Teen held in France over ‘die a martyr’ Olympics messages

A 16-year-old boy has been arrested in France after he allegedly said on social media he wanted to make an explosive belt and die a martyr at the Paris Olympics this summer, officials said.

Teen held in France over 'die a martyr' Olympics messages

The teenager from the department of Haute-Savoie in southeastern France was arrested on Tuesday, said the anti-terrorist prosecutor’s office, adding a probe had been launched on Wednesday.

The teenager was arrested “following his statements on social media announcing his intention to make an explosive belt with a view to dying a martyr,” the anti-terrorist prosecutor’s office said.

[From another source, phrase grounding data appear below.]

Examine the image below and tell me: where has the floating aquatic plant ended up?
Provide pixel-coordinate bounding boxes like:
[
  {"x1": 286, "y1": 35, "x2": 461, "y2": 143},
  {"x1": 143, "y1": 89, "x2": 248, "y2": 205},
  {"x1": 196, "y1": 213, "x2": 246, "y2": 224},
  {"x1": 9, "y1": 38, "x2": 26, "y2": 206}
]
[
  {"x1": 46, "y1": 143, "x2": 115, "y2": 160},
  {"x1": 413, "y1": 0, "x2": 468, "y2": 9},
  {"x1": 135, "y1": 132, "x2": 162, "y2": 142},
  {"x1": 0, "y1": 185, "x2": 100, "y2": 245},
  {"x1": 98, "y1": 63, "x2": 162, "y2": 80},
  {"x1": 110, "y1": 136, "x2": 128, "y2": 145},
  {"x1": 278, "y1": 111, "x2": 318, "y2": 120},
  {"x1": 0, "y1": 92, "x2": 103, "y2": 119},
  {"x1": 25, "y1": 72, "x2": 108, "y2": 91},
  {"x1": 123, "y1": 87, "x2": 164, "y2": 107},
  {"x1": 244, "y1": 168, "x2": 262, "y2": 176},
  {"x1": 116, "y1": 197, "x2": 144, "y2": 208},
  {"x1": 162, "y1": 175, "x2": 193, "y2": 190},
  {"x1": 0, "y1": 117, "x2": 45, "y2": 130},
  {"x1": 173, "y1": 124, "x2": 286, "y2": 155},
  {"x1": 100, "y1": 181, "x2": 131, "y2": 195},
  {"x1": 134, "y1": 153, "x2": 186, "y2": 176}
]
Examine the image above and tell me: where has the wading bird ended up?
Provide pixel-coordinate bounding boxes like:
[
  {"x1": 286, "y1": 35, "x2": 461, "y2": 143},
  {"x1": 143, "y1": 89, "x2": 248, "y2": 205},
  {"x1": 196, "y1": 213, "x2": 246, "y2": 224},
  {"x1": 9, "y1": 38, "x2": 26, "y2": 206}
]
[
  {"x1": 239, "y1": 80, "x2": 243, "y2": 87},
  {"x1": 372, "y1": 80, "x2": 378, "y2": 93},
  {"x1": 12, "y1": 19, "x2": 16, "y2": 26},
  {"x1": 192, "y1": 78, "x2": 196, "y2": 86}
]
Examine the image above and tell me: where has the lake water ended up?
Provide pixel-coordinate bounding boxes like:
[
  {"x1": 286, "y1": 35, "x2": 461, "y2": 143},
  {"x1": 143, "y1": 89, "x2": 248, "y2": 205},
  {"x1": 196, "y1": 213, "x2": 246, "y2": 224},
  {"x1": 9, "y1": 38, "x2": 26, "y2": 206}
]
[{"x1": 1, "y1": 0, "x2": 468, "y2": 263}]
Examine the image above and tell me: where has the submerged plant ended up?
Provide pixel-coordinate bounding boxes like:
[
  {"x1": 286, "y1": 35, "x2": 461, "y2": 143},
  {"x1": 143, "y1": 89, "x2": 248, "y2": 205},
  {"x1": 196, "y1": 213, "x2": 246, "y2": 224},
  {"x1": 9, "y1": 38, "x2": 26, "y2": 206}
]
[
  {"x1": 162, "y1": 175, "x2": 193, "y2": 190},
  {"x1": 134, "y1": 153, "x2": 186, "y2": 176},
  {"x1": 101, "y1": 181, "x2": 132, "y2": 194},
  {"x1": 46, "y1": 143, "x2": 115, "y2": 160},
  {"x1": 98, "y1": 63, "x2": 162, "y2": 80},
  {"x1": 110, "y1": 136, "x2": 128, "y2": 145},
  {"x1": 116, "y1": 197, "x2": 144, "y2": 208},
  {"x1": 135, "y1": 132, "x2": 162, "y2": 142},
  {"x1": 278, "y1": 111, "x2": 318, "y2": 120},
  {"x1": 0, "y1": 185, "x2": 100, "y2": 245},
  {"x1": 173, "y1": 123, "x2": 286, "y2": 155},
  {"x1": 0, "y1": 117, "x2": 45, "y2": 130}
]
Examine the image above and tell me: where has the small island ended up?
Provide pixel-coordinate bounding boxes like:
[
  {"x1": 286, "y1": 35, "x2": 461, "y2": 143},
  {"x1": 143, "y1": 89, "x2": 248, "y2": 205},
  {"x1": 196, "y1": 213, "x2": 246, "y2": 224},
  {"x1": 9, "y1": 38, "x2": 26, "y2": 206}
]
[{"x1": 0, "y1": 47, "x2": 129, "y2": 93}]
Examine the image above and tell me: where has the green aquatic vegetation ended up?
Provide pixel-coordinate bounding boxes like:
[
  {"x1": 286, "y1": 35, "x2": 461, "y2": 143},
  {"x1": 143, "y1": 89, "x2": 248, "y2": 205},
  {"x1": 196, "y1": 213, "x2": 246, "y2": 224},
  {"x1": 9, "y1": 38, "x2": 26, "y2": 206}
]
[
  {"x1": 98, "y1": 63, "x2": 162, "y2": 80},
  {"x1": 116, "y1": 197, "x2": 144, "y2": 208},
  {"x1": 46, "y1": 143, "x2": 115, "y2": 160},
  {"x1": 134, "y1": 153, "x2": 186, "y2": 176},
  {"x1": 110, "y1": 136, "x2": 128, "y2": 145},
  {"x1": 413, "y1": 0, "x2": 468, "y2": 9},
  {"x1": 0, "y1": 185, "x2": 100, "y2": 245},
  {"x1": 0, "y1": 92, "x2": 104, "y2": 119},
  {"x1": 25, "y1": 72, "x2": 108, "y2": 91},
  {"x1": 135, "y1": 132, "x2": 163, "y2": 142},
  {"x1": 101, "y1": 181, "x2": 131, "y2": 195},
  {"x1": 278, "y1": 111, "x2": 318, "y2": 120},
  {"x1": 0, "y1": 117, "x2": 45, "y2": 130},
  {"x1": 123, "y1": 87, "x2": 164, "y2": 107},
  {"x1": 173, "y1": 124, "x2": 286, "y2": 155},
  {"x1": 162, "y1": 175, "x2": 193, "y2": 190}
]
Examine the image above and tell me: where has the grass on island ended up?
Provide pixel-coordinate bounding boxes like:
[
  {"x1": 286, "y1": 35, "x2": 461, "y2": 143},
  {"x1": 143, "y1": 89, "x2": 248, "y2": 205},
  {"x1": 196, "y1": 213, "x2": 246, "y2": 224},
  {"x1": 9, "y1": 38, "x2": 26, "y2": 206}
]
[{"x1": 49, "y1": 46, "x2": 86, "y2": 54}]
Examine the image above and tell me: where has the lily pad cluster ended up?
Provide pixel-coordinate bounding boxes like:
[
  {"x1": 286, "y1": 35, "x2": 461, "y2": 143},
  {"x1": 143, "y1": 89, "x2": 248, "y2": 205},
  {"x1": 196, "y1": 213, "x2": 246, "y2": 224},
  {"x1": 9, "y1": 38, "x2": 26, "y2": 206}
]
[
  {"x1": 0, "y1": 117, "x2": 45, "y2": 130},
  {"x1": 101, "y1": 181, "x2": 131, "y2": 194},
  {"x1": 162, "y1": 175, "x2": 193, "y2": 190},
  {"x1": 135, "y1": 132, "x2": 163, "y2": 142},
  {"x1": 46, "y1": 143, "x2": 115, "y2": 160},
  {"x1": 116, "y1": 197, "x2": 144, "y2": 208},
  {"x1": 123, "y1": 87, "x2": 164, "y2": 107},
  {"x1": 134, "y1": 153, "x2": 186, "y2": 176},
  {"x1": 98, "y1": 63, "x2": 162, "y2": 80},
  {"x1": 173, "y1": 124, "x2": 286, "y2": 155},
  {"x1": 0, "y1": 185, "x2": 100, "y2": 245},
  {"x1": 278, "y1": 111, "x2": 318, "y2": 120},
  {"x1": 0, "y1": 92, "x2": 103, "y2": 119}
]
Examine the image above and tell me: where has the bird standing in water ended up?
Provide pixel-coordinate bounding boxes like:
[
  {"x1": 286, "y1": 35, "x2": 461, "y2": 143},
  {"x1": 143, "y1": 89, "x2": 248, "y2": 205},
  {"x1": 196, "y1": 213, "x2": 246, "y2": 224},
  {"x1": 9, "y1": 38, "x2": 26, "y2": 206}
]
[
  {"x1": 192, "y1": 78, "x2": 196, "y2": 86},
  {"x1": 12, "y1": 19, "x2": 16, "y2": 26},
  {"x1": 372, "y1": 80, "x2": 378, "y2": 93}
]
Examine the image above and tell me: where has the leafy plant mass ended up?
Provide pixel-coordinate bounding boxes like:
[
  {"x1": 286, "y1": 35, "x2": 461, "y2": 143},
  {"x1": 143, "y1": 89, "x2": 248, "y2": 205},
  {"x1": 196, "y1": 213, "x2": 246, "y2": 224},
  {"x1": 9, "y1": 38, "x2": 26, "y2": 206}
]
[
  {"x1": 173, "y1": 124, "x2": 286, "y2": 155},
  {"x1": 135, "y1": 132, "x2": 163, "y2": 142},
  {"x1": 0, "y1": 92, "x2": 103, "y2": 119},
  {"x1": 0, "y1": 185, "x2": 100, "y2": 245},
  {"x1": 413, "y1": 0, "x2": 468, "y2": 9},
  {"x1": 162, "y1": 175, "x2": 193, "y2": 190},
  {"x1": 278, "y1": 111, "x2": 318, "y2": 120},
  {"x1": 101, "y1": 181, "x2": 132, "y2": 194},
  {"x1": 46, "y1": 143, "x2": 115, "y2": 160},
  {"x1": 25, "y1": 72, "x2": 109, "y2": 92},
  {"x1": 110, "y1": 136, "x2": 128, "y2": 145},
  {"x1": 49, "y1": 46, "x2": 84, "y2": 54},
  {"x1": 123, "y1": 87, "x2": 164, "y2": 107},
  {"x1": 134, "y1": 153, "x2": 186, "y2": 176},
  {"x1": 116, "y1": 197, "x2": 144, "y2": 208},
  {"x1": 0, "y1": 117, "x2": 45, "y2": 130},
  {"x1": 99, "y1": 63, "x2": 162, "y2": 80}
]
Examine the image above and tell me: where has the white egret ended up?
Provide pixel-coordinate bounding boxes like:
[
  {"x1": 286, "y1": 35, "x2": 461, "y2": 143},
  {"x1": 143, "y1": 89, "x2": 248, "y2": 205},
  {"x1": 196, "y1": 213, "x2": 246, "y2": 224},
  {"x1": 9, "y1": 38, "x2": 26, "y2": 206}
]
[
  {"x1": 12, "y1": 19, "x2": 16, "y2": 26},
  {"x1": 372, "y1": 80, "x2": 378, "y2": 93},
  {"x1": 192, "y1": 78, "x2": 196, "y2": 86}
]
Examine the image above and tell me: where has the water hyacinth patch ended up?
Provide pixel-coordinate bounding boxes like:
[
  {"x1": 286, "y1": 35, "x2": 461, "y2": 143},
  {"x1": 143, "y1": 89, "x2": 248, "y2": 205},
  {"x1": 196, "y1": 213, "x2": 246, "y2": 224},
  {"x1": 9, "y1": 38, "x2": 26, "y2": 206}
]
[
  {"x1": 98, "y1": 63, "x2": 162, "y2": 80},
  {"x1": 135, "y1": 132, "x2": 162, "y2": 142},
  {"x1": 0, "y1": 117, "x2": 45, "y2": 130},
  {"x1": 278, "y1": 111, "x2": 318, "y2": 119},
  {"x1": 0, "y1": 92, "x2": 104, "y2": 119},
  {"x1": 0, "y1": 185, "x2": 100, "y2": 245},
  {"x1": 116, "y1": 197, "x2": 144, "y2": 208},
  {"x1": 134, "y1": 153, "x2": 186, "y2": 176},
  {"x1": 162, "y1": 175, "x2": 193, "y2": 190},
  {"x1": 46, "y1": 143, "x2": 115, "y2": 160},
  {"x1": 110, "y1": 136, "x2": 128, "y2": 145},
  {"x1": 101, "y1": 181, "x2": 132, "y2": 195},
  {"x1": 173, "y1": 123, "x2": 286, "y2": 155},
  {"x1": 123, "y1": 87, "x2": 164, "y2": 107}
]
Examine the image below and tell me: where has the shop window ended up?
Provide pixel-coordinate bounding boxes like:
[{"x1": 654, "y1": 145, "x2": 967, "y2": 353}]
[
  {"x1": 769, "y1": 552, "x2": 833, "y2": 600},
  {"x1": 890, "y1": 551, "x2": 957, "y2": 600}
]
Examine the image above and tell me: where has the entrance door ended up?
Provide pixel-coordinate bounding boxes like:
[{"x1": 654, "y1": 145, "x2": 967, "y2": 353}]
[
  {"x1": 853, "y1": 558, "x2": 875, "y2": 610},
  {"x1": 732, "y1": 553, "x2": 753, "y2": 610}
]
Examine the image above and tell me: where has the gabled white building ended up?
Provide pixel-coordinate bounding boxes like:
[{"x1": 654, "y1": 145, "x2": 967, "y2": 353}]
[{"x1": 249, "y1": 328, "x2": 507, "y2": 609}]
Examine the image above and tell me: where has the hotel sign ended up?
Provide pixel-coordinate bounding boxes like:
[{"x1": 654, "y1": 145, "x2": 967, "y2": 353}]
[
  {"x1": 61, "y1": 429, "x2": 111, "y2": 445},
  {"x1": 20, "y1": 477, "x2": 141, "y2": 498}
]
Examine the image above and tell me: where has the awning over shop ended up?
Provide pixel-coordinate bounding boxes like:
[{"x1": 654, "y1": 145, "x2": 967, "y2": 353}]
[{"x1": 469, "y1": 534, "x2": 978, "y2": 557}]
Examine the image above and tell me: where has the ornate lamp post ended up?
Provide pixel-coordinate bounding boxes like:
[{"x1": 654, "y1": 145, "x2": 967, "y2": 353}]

During a search of his parents’ home, handwritten papers were discovered in which the teen had pledged allegiance to the Islamic State group, a police source said.

According to the same source, the teenager admitted to having planned to commit a “terrorist act” using a gun or explosive belt at La Défense, the business district west of the capital that is also home to an arena hosting swimming and water polo competitions during the Games.

The anti-terrorist prosecutor’s office said work was under way to determine the teen’s exact intentions.

The DGSI, France’s domestic intelligence agency, is conducting an investigation.

France is hosting the Olympic Games in Paris from July 26th to August 11th, with security during the event a major concern.

In March the government raised its terror alert to the highest level.